The original impetus came, it seems, from the French side (see video interview above). Eager to make use of the excellent direct connections that the area enjoys and mindful of the fact that the largest foreign grouping of owners of second homes in Canet-en-Roussillon was Irish, the local council set about finding an Irish town that would have complimentary qualities rather than finding a colder, Irish version of themselves.
Although the twinning is in its infancy, it seems to be a successful approach. The recent visit to Maynooth at the end of September went very well according to Maynooth Community Council chairman Tom McMullon:
“For the first couple of years, it’s really a cementing basis,” he says. “It’s a process of getting to know people and getting to know what they want.
“My main thing when it comes to twinning is to encourage more cross-relationships between organisations such as the schools, the sports activities and the college.”Canet-en-Roussillon benefits from having a 50-metre swimming pool of world class standard that forms part of the international training circuit for world’s best swimmers. Students from Maynooth have already tried it out, having recently competed in swimming contests there. Maynooth, meanwhile, welcomes international sporting panels to train at its excellent field facilities in Carton House.
The exchange of services in language training is also something that both communities have benefited from. One of the defining differences between Irish twinning set-ups and their French counterparts is that of budget and political organisation. A town in France such as Canet-en-Roussillon has a defined political structure with a mayor and a team directly elected by the townspeople. More importantly still, it has a budget to fund necessary functions for the benefit of the town, including twinning activities.

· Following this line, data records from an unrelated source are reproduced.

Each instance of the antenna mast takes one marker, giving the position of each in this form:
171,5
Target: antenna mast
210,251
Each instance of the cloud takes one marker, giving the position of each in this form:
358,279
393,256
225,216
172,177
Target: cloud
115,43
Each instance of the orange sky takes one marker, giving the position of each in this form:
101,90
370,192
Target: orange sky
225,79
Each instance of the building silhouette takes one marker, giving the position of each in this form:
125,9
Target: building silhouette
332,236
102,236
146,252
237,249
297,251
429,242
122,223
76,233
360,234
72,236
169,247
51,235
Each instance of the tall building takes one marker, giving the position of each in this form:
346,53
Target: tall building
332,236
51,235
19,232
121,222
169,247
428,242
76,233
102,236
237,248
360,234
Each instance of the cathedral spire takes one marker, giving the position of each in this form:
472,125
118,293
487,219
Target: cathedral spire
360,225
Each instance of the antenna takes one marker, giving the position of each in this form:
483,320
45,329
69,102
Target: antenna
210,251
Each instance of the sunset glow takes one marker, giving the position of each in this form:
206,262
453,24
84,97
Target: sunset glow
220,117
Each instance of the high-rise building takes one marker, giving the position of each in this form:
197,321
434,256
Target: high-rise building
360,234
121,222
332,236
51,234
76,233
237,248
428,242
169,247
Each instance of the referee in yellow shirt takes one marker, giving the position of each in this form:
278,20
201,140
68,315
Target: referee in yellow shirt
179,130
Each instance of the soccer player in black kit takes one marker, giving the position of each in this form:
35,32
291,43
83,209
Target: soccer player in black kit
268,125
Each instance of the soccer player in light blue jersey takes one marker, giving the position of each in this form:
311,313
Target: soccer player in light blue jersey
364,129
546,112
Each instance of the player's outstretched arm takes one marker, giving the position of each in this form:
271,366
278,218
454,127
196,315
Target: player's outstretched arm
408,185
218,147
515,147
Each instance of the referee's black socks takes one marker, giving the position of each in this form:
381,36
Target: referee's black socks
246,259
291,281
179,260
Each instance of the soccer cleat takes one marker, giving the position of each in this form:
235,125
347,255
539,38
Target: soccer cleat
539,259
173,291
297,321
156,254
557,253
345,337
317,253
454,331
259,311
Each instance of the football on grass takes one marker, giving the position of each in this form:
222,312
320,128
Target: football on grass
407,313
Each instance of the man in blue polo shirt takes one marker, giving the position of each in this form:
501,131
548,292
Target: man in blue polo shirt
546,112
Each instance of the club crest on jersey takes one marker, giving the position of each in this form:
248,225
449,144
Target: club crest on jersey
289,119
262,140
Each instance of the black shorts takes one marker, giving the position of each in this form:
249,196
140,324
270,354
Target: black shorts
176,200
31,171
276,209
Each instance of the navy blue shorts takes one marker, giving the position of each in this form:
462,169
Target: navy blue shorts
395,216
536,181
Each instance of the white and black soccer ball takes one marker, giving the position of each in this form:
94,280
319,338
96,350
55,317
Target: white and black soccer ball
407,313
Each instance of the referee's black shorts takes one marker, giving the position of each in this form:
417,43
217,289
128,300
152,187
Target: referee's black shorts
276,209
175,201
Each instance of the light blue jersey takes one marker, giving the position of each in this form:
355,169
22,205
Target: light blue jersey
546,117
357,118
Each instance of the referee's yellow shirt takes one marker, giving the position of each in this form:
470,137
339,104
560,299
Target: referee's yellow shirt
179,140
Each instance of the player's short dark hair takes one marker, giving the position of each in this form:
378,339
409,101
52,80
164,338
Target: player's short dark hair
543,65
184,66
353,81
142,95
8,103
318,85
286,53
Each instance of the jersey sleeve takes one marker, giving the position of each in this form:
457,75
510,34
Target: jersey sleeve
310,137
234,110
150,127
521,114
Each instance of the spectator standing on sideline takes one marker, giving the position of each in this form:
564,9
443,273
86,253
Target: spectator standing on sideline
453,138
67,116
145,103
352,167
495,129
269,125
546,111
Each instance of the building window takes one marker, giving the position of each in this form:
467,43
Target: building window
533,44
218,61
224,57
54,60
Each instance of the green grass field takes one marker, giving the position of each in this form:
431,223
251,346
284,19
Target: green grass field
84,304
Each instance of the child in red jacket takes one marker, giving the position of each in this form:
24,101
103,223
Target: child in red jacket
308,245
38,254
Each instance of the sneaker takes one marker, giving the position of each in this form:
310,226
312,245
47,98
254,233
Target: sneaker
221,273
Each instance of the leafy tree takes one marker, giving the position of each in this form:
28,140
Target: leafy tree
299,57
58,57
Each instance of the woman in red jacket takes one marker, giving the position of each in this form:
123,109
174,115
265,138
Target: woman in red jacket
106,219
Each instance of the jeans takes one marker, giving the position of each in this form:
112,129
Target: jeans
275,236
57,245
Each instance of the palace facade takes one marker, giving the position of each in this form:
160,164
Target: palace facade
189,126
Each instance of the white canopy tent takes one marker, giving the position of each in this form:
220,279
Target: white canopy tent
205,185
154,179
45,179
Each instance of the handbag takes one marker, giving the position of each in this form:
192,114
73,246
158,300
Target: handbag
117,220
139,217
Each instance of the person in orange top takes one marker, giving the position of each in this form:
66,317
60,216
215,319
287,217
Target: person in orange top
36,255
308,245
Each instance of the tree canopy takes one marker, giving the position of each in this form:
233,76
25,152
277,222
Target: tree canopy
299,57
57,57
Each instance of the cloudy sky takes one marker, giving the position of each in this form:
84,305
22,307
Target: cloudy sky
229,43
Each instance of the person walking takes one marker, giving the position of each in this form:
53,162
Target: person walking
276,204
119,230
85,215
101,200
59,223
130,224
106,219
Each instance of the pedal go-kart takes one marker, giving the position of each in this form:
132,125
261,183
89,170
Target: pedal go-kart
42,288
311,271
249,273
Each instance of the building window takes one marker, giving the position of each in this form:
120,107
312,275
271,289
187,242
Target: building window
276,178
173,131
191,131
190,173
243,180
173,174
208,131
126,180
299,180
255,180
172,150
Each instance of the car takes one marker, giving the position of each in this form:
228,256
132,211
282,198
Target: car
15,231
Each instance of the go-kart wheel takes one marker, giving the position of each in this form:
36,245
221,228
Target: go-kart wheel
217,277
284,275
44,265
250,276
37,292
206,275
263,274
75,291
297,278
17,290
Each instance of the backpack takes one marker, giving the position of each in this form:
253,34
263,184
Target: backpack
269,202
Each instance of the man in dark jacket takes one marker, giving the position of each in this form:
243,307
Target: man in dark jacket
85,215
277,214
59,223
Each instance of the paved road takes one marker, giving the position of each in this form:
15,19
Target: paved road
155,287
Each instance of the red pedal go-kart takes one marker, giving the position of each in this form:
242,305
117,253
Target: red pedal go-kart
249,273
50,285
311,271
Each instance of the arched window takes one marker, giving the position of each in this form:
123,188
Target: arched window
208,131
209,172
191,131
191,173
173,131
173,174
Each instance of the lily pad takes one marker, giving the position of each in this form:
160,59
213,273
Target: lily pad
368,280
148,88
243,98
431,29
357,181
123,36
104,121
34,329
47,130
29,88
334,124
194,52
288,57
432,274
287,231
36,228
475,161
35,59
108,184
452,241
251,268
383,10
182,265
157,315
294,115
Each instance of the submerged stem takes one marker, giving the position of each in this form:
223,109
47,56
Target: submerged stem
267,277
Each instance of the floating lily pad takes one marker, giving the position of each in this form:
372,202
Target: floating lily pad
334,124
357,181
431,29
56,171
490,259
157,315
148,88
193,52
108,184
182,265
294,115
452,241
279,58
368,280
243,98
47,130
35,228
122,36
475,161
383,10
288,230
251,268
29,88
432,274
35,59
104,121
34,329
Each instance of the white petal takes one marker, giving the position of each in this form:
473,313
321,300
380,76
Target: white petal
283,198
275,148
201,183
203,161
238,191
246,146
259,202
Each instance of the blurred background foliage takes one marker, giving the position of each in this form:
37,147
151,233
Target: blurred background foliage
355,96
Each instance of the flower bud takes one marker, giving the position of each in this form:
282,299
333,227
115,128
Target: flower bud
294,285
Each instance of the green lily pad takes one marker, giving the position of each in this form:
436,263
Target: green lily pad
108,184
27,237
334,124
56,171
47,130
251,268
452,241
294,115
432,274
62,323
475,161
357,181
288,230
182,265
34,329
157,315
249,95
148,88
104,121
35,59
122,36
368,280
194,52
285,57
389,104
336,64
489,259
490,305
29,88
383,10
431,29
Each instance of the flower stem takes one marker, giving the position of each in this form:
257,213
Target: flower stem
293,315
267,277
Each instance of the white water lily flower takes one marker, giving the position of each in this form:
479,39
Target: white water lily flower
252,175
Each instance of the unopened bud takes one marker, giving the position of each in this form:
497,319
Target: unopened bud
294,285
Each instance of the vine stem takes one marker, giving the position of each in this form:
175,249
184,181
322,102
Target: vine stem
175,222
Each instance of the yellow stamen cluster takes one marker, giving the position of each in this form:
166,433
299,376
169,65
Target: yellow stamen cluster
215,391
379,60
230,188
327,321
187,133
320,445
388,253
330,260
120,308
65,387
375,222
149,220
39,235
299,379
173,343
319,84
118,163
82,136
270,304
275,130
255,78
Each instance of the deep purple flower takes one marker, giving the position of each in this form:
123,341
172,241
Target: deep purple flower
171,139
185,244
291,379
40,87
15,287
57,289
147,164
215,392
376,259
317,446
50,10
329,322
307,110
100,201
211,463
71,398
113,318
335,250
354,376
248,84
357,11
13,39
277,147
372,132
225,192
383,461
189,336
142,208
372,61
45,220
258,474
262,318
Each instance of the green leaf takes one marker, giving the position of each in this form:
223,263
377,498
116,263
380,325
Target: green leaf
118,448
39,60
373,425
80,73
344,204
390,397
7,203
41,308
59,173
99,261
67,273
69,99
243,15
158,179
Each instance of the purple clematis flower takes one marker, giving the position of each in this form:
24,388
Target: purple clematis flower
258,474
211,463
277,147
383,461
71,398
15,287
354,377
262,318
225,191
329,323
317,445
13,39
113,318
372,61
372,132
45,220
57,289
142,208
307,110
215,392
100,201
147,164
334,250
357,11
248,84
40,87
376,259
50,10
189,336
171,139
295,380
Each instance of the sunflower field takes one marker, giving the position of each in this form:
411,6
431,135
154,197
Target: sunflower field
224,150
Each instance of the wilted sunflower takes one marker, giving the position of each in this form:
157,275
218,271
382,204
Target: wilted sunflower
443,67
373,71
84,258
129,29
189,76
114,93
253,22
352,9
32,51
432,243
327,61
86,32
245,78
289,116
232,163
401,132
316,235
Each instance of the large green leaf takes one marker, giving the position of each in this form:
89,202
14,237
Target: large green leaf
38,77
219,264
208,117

In the case of Maynooth (as in the case of virtually every other twinning organisation in Ireland), the twinning committee is an entirely voluntary organ without any statutory basis which is obliged to raise funds themselves through activities and going cap-in-hand to the local County Council.
“I think that Kildare County Council are very pleased with our efforts so far,” says McMullon. “It’s just a pity that there’s not more money going into these projects from government funding”.According to McMullon, funding from Kildare County Council came to approximately €500 so far – money for which he and the committee are, no doubt, grateful, but money which does not go far in organising the sort of activities you need to when you have a twinning arrangement in place.
On the French side, a full professional team is already in place and funded in the form of the Mairie (town hall) and the local tourism board. The twinning works because of the hard work and dedication of the volunteers involved but these examples illustrate the stark need for the sort of political reform that was talked about by current members of the Dáil before they got into power.
In the meantime, the Maynooth Twinning committee continues its work, managing to keep the show going through usage of the DSP scheme and fund-raising activities that are well supported – showing the level of enthusiasm in the town for the French exchange. Most of the committee, Tom says, have been over to Canet-en-Rousillon twice or three times and the visit at the end of September of the French delegation was their second visit to Maynooth. There are plenty more exchanges and activities planned for the future, based on cultural, sporting, business and educational links.